I have a document for which the current xmlwf.exe tells me
"2:3: not well-formed (invalid token)" when called with
-e UTF-8
The concerned character is: ᓴ (see also the attachement)
in
<?xml version="1.0" encoding="utf-8"?> <o.ᓴ android:gravity="center_vertical" android:layout_width="wrap_content" android:layout_height="wrap_content" android:divider="?actionBarDivider" android:dividerPadding="12.0dip" xmlns:android="http://schemas.android.com/apk/res/android" xmlns:app="http://schemas.android.com/apk/res-auto" />
According to some online resources such as http://www.opentag.com/xfaq_charrep.htm#char_nonasciitag
Unicode characters in tag names are valid.
Has expat a problem or is this not a valid XML file?

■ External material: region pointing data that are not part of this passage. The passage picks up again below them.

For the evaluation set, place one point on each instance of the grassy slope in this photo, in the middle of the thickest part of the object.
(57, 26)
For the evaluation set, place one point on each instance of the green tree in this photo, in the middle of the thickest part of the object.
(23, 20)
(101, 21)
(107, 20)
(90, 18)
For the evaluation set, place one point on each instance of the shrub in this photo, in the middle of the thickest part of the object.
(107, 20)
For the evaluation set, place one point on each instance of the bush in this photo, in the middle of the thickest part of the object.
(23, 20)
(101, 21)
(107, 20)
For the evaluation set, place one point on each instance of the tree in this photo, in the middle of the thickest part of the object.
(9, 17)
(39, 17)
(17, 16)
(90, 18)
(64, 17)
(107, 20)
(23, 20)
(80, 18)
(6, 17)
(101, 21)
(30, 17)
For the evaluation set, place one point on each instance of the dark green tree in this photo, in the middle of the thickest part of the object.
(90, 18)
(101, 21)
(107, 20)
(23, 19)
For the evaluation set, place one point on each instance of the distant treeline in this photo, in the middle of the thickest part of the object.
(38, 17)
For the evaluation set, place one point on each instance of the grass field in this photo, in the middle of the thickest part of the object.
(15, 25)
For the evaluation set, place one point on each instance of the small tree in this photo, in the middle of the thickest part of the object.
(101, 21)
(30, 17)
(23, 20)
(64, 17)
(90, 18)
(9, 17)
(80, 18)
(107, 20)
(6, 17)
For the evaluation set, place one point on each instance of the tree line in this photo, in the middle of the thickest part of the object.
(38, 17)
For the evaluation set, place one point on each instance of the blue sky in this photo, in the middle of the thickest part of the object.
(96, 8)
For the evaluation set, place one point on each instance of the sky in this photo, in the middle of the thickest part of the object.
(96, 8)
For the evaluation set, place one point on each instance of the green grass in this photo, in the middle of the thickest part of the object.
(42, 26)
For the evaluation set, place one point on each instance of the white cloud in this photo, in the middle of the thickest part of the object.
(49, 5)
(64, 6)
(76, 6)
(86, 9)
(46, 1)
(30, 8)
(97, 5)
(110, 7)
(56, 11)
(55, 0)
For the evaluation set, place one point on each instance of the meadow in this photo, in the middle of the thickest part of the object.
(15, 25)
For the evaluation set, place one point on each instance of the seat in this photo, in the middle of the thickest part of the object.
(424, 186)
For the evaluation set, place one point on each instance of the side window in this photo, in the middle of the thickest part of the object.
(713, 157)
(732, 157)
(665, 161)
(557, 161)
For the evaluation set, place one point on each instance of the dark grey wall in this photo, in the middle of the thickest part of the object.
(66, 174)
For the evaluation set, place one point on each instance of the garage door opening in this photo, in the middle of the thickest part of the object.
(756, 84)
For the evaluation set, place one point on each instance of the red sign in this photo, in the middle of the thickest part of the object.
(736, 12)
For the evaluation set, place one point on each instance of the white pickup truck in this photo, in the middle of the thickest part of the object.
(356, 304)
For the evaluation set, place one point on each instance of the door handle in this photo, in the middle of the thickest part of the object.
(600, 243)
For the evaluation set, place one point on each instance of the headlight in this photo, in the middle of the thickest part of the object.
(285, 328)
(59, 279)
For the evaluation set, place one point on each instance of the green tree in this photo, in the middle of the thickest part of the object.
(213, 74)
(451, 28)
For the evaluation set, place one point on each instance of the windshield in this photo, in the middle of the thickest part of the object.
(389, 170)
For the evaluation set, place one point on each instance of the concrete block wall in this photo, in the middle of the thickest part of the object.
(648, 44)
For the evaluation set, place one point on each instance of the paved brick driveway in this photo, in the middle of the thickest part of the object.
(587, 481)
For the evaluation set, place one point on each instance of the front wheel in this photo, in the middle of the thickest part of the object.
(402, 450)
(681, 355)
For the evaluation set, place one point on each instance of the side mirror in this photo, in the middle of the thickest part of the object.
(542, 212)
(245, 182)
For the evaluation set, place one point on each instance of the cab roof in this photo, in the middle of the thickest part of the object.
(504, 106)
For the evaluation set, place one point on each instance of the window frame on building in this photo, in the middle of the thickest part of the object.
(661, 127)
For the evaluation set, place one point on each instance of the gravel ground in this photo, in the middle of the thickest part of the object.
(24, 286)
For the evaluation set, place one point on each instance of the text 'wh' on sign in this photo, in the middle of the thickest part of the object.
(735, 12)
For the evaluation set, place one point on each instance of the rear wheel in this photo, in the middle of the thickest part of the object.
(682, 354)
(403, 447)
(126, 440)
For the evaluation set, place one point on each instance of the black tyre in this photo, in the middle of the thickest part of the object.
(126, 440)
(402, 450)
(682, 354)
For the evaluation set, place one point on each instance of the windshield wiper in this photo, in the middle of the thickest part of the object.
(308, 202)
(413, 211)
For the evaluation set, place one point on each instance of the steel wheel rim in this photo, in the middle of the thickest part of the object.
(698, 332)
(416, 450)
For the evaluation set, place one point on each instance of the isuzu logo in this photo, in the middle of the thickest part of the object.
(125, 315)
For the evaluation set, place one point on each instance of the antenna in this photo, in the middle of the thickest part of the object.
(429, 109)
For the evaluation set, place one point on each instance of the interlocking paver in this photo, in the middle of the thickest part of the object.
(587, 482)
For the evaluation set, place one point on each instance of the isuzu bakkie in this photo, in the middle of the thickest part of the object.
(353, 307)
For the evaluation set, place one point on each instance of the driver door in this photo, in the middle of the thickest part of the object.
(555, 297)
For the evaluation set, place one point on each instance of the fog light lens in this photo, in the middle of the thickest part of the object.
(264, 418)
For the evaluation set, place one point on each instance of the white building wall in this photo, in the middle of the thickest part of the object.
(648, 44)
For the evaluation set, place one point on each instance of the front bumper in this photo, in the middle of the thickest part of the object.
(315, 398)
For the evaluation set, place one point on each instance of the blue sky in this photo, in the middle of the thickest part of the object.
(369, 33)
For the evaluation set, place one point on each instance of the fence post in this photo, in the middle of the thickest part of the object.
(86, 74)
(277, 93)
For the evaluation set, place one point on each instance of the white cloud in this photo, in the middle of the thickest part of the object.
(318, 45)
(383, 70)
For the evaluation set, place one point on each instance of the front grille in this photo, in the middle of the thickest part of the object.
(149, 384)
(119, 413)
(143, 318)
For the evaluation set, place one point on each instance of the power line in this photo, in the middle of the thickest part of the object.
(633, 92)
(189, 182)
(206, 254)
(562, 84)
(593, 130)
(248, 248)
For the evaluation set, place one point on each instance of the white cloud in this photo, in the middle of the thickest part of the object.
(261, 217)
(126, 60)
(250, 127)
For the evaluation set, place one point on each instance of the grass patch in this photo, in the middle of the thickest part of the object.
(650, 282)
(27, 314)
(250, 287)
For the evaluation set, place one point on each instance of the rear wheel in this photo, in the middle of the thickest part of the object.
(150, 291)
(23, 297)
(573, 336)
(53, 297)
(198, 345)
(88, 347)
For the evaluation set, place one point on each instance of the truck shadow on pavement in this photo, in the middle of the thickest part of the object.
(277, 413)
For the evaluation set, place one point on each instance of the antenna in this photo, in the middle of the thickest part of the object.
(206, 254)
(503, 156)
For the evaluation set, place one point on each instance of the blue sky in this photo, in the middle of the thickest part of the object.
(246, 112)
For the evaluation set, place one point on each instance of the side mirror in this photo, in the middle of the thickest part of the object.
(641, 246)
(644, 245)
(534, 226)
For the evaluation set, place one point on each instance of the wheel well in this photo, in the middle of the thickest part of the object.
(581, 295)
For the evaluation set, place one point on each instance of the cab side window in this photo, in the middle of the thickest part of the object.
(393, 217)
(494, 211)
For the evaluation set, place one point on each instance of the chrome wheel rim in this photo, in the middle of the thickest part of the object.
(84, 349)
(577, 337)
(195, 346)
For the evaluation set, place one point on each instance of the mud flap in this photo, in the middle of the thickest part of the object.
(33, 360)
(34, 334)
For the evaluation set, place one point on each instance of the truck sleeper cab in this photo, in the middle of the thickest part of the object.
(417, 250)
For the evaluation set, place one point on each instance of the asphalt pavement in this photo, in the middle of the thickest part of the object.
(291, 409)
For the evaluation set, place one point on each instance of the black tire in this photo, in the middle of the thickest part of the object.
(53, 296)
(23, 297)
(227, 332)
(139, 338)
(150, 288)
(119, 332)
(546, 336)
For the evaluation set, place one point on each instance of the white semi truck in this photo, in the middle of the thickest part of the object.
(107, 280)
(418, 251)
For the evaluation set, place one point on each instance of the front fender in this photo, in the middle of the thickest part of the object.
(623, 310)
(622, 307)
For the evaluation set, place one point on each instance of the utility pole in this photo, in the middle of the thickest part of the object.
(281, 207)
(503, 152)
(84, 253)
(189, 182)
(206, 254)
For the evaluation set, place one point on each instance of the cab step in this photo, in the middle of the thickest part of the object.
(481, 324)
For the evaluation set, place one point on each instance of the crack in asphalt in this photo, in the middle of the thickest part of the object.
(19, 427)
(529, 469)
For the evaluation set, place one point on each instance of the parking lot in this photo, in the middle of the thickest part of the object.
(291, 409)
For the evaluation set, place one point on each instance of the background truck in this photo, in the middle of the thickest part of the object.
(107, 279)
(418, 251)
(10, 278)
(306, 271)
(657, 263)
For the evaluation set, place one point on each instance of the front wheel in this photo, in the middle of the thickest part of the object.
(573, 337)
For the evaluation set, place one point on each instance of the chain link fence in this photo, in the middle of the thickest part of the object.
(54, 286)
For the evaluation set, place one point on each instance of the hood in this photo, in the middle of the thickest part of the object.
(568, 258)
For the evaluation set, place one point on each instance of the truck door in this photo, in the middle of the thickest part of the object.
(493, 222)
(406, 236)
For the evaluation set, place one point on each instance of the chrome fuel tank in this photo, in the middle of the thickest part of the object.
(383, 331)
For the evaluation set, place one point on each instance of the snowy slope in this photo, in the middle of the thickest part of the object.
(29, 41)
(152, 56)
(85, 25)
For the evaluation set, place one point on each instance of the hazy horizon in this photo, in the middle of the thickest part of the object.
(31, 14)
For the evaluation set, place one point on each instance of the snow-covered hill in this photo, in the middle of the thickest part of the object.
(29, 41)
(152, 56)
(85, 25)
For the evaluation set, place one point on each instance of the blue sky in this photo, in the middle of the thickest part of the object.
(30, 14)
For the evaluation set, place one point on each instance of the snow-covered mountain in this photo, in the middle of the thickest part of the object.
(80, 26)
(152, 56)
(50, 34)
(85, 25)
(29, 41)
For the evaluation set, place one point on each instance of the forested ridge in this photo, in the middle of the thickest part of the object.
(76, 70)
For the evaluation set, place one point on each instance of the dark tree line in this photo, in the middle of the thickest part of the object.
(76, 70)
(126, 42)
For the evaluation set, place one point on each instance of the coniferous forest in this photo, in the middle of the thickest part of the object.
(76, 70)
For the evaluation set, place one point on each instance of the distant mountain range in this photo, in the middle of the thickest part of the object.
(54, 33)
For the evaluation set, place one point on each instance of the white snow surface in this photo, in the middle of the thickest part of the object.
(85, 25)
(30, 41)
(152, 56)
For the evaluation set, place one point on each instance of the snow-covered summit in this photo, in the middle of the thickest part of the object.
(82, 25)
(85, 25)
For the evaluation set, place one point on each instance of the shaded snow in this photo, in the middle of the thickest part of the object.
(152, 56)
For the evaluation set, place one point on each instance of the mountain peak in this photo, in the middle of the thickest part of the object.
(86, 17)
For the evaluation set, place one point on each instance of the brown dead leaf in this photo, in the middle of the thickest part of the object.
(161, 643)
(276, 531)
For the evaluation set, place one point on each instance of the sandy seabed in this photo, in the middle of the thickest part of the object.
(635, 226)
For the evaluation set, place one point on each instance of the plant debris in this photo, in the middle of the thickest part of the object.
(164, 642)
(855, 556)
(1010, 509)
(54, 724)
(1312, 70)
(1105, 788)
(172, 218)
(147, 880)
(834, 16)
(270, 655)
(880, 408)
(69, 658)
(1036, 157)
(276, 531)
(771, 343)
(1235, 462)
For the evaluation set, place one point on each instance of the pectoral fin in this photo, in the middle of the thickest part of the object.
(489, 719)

However, if it is not real valid XML, I'd like to patch expat so that it supports these kind of names nevertheless.
I guess I'd have to change something in xmltok_impl.c
Could you give a small hint on what method to change in order to do that?
Thank you very much in advance
Marc
Patched CHECK_NAME_CASE, works for me now.
Expat supports Unicode, just not the latest version.
It appears that your character is part of the "Unified Canadian Aboriginal Syllabics Extended " Unicode block which has only been inluded in Unicode 8.0.
Still valid for Expat 2.2.4.
I notice the bug is marked as "private". Marc, any concerns about making it public now?
https://sourceforge.net/p/expat/bugs/525/ is related.
Feel free to make it public.
Thanks, Marc!
Closing as a duplicate of https://sourceforge.net/p/expat/bugs/292/ .